Read Time: 07 minutes
The division bench was hearing an appeal by Hindustan Times (HT) Media Limited (owner of the Mint) against a single-judge order, which directed it to remove an article about YouTuber Gaurav Taneja (Flying Beast).
The Delhi High Court on Tuesday refused to stay a single judge's order directing the Mint Newspaper to take down an article against Youtuber Gaurav Taneja (Flying Beast).
The Court was dealing with an appeal by the Hindustan Times (HT) Media Limited (owner of the Mint) against a single-judge order, which directed it to remove an article about YouTuber Gaurav Taneja (Flying Beast).
A Division Bench of Justices Siddharth Mridul and Justice Amit Sharma stated that judges, public figures, and social media influencers may face criticism for their beliefs, actions, and decisions. It cannot, however, be extended to their family members or children.
The court expressed displeasure over an article written by Shefali Bhatt for Live Mint, a financial daily owned by HT Media, wherein Taneja’s child was dragged.
Court also stated that it was debatable whether journalists' freedom extends to people entering someone's home and making comments about their family. However, calling someone a child abuser without providing evidence was offensive, it said.
Senior Advocate Amit Sibal appearing for HT argued that the single-bench did not give them enough time to file a reply and claimed that the order failed to appreciate the test that Taneja and other plaintiffs needed to demonstrate malice on the part of the media house to remove of an article.
The Court, however, said that a child cannot be a victim of someone else’s propaganda.
“We are completely unhappy with the reference to the child. That is extremely offensive to us”, it added.
Sibal further argued that as Taneja is a public figure, it should be decided whether a journalist's freedom of speech extends to public figures.
To this, the Court stated that Taneja is not a public figure as the Judges had not heard his name before.
"Just because someone tweets does not automatically make him a public figure. Even though pied pipers have followers, they are not public figures... He is not well-known. A public figure is someone we've all heard of. This gentleman is unknown to us", the bench added.
Court also opined that “all the criticism leveled against us, is just and fair, we are public figures, whether we like it or not. But suppose we made a decision and instead of criticizing you, we let you into our family life. Could it be considered just and fair criticism? This analogy may be a bit of a stretch. If you don't like it (judgment), criticize us, but don't accuse us of child abuse. This debate is necessary for today's environment, but you don't need to name a person for it."

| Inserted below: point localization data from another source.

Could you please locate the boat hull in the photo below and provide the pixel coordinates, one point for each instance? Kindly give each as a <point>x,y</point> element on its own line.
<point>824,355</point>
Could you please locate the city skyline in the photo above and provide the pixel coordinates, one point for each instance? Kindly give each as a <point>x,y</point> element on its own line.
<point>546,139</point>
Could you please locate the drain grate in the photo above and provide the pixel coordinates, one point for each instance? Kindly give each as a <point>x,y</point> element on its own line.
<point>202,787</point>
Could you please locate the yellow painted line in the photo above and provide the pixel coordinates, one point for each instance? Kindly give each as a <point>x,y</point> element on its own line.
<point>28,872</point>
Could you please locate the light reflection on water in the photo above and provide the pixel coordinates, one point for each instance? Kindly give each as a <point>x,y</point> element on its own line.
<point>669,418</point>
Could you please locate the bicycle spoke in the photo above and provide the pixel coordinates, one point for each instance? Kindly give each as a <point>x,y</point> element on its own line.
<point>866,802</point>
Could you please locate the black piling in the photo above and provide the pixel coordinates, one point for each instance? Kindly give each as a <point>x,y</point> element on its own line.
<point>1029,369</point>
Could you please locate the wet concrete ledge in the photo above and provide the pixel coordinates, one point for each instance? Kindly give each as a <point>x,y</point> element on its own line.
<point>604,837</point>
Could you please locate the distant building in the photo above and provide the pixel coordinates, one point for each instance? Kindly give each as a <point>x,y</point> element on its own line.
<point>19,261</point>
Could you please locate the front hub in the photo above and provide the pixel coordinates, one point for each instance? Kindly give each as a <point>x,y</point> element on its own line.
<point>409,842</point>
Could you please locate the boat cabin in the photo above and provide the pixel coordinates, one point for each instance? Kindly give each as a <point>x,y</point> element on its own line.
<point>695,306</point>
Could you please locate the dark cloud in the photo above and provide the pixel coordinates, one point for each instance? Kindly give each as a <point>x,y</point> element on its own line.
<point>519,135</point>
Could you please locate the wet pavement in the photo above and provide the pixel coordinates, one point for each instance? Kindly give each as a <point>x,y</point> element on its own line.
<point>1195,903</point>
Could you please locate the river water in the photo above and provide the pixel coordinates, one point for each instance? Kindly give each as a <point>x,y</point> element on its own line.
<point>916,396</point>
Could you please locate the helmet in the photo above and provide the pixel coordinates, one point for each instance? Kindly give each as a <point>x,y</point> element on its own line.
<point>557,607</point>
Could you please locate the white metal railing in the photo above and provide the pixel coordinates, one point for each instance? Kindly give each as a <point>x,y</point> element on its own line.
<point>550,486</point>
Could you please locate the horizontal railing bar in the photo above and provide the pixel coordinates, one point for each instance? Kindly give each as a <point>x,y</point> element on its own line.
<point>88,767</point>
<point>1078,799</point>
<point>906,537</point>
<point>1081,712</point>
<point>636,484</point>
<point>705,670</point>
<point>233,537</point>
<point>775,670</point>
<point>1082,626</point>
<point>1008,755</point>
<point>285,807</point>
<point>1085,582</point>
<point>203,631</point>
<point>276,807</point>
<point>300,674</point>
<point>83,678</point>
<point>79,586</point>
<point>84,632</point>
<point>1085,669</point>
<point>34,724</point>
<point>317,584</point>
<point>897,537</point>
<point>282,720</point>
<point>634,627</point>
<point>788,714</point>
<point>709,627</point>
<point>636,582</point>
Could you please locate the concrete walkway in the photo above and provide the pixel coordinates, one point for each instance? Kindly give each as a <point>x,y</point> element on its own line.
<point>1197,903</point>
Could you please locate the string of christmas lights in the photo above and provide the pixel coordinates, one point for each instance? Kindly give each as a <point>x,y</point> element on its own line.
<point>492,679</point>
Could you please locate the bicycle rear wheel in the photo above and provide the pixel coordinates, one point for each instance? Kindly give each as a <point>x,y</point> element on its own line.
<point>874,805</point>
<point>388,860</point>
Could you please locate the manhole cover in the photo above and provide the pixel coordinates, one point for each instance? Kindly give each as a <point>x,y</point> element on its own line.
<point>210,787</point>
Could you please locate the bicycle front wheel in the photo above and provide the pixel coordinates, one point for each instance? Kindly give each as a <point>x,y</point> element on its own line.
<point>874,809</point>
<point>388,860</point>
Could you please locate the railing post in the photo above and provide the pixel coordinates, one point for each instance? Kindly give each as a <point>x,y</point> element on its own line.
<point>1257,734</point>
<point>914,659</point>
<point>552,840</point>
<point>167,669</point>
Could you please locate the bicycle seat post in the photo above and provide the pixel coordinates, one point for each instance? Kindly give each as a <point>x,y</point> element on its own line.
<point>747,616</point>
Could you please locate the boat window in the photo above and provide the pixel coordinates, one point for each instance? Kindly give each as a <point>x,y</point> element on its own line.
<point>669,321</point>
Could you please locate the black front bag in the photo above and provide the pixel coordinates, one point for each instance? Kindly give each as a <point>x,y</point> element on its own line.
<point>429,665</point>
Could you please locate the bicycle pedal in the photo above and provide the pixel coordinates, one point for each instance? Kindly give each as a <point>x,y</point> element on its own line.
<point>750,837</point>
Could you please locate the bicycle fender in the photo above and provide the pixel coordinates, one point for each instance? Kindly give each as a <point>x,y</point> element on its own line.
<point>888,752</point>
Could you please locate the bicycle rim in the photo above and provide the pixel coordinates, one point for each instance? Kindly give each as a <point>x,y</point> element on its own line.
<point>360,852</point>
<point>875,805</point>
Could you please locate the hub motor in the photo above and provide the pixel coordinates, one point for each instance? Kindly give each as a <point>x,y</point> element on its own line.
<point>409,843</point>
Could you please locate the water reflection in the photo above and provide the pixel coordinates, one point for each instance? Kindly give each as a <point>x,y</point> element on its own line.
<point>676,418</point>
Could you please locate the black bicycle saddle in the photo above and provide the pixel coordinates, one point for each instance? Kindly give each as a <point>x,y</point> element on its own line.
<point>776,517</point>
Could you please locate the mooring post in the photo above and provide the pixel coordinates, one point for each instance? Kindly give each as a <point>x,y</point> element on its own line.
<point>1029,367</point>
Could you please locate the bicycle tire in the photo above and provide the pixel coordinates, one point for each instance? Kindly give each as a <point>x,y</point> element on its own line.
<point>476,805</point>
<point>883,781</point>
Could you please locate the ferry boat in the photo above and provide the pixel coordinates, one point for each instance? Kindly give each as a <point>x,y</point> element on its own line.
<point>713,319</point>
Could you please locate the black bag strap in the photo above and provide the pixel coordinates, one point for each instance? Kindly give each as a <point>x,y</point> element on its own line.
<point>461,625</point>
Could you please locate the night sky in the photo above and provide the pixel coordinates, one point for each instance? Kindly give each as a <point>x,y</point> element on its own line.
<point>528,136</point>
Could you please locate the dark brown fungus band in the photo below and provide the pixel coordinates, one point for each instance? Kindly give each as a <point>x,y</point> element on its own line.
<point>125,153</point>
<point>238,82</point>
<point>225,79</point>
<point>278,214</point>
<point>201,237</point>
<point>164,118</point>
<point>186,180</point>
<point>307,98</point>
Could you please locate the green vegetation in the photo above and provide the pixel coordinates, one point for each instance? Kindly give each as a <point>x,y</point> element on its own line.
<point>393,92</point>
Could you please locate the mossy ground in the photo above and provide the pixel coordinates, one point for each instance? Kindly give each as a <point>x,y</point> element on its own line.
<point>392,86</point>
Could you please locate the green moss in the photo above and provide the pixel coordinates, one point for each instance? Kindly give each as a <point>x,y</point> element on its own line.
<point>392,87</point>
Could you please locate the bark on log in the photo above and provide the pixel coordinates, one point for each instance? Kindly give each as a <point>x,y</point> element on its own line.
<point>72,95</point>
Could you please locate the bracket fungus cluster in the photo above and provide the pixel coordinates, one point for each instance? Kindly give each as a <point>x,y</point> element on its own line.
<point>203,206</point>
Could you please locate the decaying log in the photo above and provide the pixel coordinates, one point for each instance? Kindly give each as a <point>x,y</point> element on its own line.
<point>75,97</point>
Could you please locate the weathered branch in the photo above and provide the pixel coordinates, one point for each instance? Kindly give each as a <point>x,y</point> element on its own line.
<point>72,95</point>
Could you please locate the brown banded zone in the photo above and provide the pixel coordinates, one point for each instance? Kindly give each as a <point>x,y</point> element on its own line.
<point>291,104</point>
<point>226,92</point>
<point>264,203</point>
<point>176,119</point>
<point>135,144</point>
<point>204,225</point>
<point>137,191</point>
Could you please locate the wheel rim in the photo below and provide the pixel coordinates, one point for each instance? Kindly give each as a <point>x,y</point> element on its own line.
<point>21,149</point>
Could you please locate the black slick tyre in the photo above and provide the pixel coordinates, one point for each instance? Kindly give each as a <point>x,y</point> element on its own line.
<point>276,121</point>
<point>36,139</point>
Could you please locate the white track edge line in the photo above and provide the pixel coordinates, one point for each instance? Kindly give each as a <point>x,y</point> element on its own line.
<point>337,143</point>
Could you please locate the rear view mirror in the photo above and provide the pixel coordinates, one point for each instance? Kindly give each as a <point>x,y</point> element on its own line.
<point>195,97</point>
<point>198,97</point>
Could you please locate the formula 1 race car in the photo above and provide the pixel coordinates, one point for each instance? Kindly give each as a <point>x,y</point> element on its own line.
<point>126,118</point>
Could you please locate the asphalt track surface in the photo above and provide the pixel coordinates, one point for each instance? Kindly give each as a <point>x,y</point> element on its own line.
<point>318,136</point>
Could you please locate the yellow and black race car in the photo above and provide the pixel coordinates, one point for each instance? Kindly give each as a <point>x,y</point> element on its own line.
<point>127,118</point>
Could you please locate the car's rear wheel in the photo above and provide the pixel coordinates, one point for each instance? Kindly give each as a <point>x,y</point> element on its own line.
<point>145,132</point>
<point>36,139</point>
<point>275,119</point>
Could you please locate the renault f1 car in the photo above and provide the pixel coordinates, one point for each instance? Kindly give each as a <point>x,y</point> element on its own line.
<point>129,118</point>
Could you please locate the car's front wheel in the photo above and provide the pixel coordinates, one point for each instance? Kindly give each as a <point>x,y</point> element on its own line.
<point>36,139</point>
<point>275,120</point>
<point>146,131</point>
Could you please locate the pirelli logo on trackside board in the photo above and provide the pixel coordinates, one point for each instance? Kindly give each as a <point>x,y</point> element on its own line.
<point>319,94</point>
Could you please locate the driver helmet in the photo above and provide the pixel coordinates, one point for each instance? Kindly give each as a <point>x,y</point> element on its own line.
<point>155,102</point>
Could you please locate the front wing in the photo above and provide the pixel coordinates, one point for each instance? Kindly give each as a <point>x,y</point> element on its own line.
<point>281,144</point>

Accordingly, Court ordered the HT Media to file an application under Order 39 Rule 4 of CPC before the single-judge bench and directed the counsel appearing for Taneja to appear on advance notice and argue them, rather than requesting more time to file a reply.
Recently, a single-judge bench of the High Court ordered the Hindustan Times Media Limited, the owner of Live Mint, to remove an allegedly offensive article about YouTuber Gaurav Taneja, wherein the author cited social media comments against Taneja that called him a "child abuser" and a "misogynist," among other things.